SSD uses significantly less power and generally fits into a smaller form factor for the same amount of storage, but currently the cost per TB for SSD is much greater than the cost per TB for a traditional rotating drive. If things keep going the way they are then SSD does have the potential to replace traditional HDDs in server farms, but they aren’t where they need to be cost-wise for that to happen yet.
Reliability and longevity are also about roughly equal for both types of drives, so there’s no big incentive there either.
The advantages of 2.5" drives are they use less power, you can spin them faster so performance is better per drive, and you can fit more of them in a rack so the array performance is better (more drives = more sequential reads or writes = more performance.)
The primary advantage of 3.5" drives is that they are cheap per GB, but offer way better performance than tape.
It’s interesting to hear that. IMHO, SSDs’ long-term reliability would be mostly related to cell wear-out, but HDs’, mechanical bearing wear and surface integrity. The former is pretty new tech, the latter, quite mature.
On a related subject…Anyone care to contrast SAS drives with SATA? I recently ordered, by mistake, some SAS drives when I wanted SATA. The different connector gave me a clue, but the drives looked identical and were the same price. Why use SAS over SATA? Which do server farms use (until SSD gets cheaper, of course)?
20 TB is new, but 14 TB came out in 2017.
Never had a SCSI HD, but in the olden days, if you wanted a CD burner it was SCSI or nothing. (I also had a SCSI flatbed scanner.)
I’ve held in my own hands SAS SSDs, so there is more to SCSI vs ATA than just Winchester drive vs flash drive. (What, though? Supposedly SCSI drives still (theoretically) offer higher speed + features.)
Datacenters typically uses SAS because all of the hardware evolved from SCSI systems, which was the standard bus protocol back in the day. The other bits in the arrays like controllers are designed to use SCSI commands so it was easier to use SAS.
SATA had the speed to compete with SAS, but no one bothered to go to the extra expense of switching to it since there wasn’t really a benefit. SAS now has a speed advantage with 12GBit/sec, but few systems target that speed. People who wanted that performance aren’t on SAS any longer.
The real competitor to SAS is Fibre Channel. FC is faster than SAS and also SCSI compatible. SAS endures though since it’s cheaper and good enough.
I heard a comment recently (Xmas-time) from someone who works with a big server storage farm (connected to a supercomputer center) that at this point, he preferred the rotating disk drives, because that technology was more mature, and the monitoring software would give warnings before the rotating disk failed, so that they could replace it before complete failure. Whereas the SSD drives mostly just failed without warning, and that caused more difficulty (despite drive mirroring & similar protective measures).
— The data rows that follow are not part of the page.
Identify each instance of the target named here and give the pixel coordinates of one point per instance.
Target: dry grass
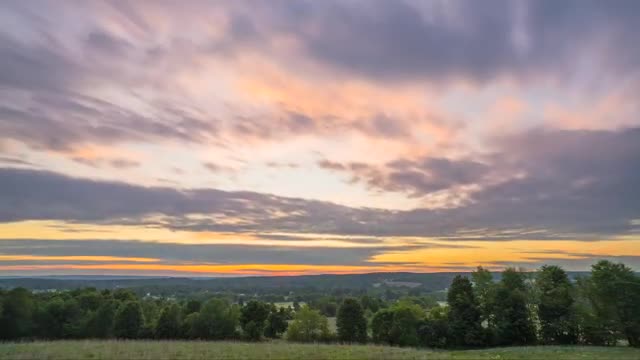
(283, 350)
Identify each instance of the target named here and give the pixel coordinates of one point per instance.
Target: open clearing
(112, 349)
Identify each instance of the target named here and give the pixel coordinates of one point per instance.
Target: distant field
(286, 304)
(283, 350)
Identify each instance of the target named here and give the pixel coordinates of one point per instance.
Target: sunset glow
(228, 138)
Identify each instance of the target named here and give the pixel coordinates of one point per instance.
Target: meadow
(111, 349)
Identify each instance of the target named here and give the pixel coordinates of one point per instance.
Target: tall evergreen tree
(465, 329)
(351, 323)
(555, 306)
(617, 297)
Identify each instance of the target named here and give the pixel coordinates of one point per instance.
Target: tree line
(521, 308)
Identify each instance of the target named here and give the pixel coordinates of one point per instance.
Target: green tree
(16, 319)
(168, 325)
(192, 306)
(513, 322)
(128, 320)
(465, 328)
(252, 319)
(483, 288)
(217, 320)
(351, 323)
(381, 326)
(433, 331)
(397, 325)
(308, 325)
(617, 296)
(100, 325)
(276, 323)
(59, 317)
(555, 306)
(404, 328)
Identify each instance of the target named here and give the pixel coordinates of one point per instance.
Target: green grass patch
(112, 349)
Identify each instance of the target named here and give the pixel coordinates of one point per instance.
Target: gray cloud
(405, 40)
(415, 177)
(572, 184)
(195, 253)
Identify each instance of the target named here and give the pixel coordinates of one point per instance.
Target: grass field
(283, 350)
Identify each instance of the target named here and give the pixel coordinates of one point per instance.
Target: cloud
(415, 177)
(579, 184)
(192, 253)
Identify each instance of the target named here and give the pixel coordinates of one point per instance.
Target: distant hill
(426, 282)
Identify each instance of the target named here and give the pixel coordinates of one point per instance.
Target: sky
(226, 138)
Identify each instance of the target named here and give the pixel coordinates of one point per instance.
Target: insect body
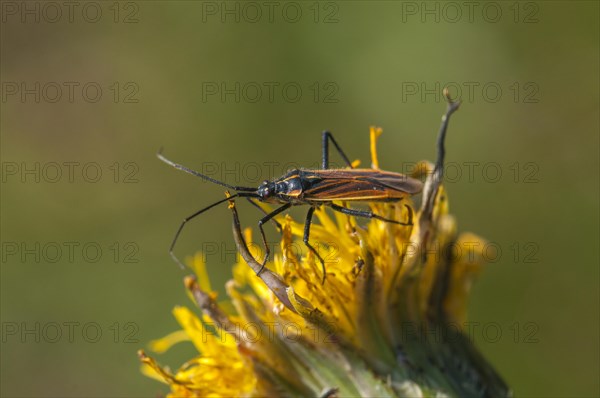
(322, 187)
(319, 186)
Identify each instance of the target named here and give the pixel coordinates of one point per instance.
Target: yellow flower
(387, 322)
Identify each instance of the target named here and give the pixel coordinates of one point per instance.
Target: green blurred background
(356, 64)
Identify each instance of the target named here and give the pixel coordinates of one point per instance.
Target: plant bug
(316, 188)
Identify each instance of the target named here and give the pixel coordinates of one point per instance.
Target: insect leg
(262, 232)
(306, 237)
(369, 214)
(264, 212)
(185, 220)
(325, 157)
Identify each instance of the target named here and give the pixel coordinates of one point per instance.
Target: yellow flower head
(387, 321)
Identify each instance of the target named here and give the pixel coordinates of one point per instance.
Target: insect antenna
(438, 171)
(203, 176)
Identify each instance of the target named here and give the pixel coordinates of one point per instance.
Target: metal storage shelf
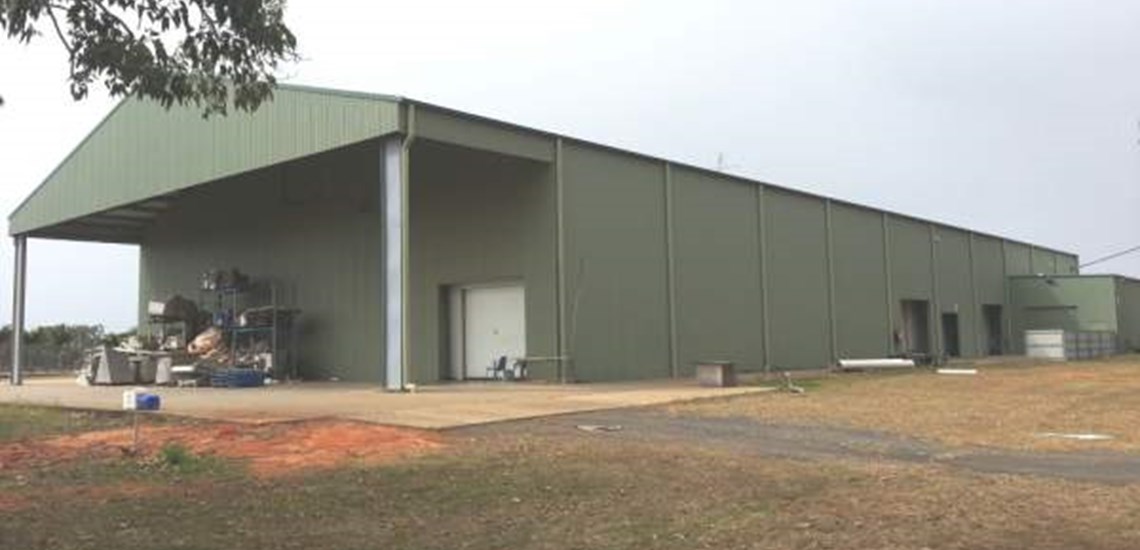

An interesting perspective that I hadn’t considered before.
Unlike Backblaze, Amazon does not often talk about their storage systems. AFAIK, it is possible that Amazon is still using tape for cold storage, as they were 5 years ago.
Just to clarify it’s not SCSI vs SSD. The three main protocols today are SAS, SATA, and NVMe. Hard drives - 2.5” or 3.5” - use one of the first two. SSD can use any one of them. SAS and SATA use the same physical connector but SATA only controllers can only use SATA drives, SAS controllers can use both. SSDs also come in M.2 interfaces.
The big advantage to SAS is that they can connect to two interfaces at once via a single connector. This allows for redundant controllers to give you highly available access to the disk if a controller or cable fail, which is highly advantageous in a data centre.